2. Strategy of Orderly Charging with a New Electricity Pricing Scheme
In the case of unordered charging (UC), a greater part of EV users, say 90%, would not recharge their cars until the battery level reduces to the warning value, due to the habit developed from their long-term use of fuel cars. On this occasion, the users have to charge their cars whether the CSs they are heading for are idle or not, or else the EVs would get stuck midway once the battery runs out. Thus, they have to conduct the forced charging action (FCA), which may lead to a lot of EVs entering a certain CS simultaneously and result in long waiting time for the cars as well as congestion in the station. Thus, EVs in FCA help little in adjusting the running state of CSs.

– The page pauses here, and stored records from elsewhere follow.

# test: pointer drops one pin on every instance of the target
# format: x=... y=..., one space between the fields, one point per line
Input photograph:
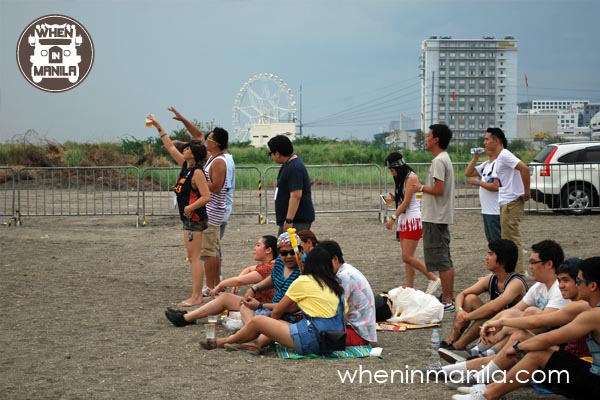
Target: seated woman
x=316 y=292
x=285 y=271
x=265 y=252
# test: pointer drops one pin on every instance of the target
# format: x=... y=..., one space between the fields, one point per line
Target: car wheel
x=577 y=199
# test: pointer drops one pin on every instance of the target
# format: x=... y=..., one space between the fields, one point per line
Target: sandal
x=208 y=344
x=255 y=351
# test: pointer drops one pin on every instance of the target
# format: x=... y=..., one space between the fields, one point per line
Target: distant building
x=261 y=133
x=595 y=126
x=401 y=140
x=536 y=126
x=589 y=111
x=469 y=85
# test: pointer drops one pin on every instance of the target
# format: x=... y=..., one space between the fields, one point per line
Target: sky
x=356 y=61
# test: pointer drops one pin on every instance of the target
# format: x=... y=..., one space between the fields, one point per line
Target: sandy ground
x=82 y=303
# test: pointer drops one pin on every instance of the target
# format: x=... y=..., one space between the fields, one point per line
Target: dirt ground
x=82 y=303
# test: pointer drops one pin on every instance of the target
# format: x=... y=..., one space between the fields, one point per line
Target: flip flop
x=186 y=304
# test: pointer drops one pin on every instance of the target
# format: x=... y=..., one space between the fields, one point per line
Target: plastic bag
x=415 y=307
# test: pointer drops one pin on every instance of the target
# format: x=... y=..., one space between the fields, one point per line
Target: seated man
x=360 y=319
x=573 y=376
x=543 y=297
x=506 y=288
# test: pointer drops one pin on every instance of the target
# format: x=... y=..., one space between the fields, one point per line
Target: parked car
x=566 y=176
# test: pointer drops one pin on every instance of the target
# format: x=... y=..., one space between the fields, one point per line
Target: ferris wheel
x=263 y=99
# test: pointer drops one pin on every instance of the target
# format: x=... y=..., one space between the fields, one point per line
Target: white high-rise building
x=469 y=85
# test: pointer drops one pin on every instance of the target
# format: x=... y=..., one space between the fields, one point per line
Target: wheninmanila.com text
x=409 y=375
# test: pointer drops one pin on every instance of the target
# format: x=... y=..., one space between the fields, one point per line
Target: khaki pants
x=510 y=219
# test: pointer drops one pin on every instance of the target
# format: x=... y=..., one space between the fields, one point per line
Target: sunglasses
x=579 y=281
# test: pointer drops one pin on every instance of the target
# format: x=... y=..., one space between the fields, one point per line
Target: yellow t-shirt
x=314 y=300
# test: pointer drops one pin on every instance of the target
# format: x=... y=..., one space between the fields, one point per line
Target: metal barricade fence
x=7 y=194
x=58 y=191
x=335 y=188
x=81 y=191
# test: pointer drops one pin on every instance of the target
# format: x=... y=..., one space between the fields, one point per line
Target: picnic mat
x=350 y=352
x=401 y=326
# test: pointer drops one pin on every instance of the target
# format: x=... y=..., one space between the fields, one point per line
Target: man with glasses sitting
x=543 y=297
x=541 y=357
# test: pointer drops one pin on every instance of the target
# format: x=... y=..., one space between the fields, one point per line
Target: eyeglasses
x=579 y=281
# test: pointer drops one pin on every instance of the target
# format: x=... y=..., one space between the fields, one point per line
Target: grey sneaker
x=471 y=389
x=477 y=393
x=434 y=286
x=449 y=307
x=453 y=356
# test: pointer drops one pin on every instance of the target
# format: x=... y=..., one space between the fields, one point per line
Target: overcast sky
x=357 y=61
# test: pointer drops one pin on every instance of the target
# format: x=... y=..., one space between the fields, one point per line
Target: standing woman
x=408 y=218
x=192 y=195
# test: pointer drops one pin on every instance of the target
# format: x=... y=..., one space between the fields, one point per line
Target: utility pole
x=300 y=111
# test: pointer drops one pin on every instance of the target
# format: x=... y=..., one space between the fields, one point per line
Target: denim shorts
x=305 y=337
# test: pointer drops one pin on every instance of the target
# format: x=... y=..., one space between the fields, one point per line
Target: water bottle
x=434 y=347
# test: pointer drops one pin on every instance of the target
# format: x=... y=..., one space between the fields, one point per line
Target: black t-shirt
x=293 y=176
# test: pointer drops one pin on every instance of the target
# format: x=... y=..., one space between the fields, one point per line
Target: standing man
x=293 y=201
x=484 y=176
x=215 y=171
x=513 y=177
x=438 y=211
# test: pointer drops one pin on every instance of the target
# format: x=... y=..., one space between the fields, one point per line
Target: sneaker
x=208 y=344
x=453 y=355
x=475 y=394
x=255 y=351
x=178 y=318
x=467 y=381
x=433 y=372
x=449 y=307
x=434 y=286
x=446 y=345
x=470 y=389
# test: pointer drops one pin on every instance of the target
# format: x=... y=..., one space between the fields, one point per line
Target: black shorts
x=582 y=384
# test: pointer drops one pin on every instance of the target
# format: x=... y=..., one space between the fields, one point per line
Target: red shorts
x=411 y=229
x=353 y=338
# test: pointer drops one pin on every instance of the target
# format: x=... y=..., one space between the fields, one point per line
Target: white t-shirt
x=488 y=199
x=229 y=184
x=439 y=209
x=511 y=184
x=538 y=295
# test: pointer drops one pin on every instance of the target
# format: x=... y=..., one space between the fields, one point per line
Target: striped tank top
x=216 y=207
x=594 y=348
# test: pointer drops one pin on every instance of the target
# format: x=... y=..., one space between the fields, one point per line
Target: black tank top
x=187 y=195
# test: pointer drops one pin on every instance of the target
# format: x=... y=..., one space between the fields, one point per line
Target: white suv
x=567 y=176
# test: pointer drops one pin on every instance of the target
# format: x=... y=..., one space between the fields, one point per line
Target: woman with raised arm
x=407 y=220
x=265 y=253
x=192 y=195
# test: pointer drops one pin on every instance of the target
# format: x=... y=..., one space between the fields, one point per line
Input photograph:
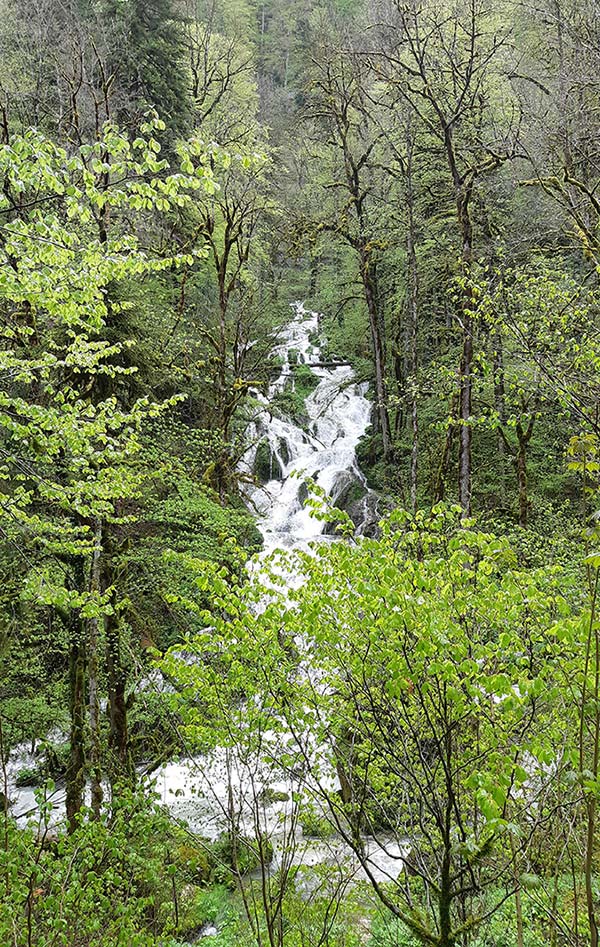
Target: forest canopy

To effectively adjust interactions between EVs and CSs, it is necessary to guide EVs’ charging in advance by some practically effective economic or technical measures, which constitute the OC strategy in this paper. In the case of OC, on the assumption that 90% of EVs have battery level above the warning value and can make it to the next CS at least, the users can choose to get charged at the next CS to ease the burden of the current station if it is too busy. Since the charging activities of these users are somewhat adjustable and can be regarded as adjustable charging action (ACA), these users could be considered as the main objects to guide. This paper introduces a SOU price that is suitable for charging EVs on expressways after considering CSs’ running states, as shown in
Table 1 (this paper sets α and β to 0.15 and 0.11 based on [
20]).
It can be seen from the characteristics of users’ automatic response to the price incentive [
21] that the new charging price succeeded in motivating users to turn to idle CSs to get charged to some extent. In addition, this pricing scheme guarantees users to enjoy the electricity price agreed before charging during the entire charging period. Since every EV user can perform either FCA or ACA, the new charging price scheme is fair to all EV users.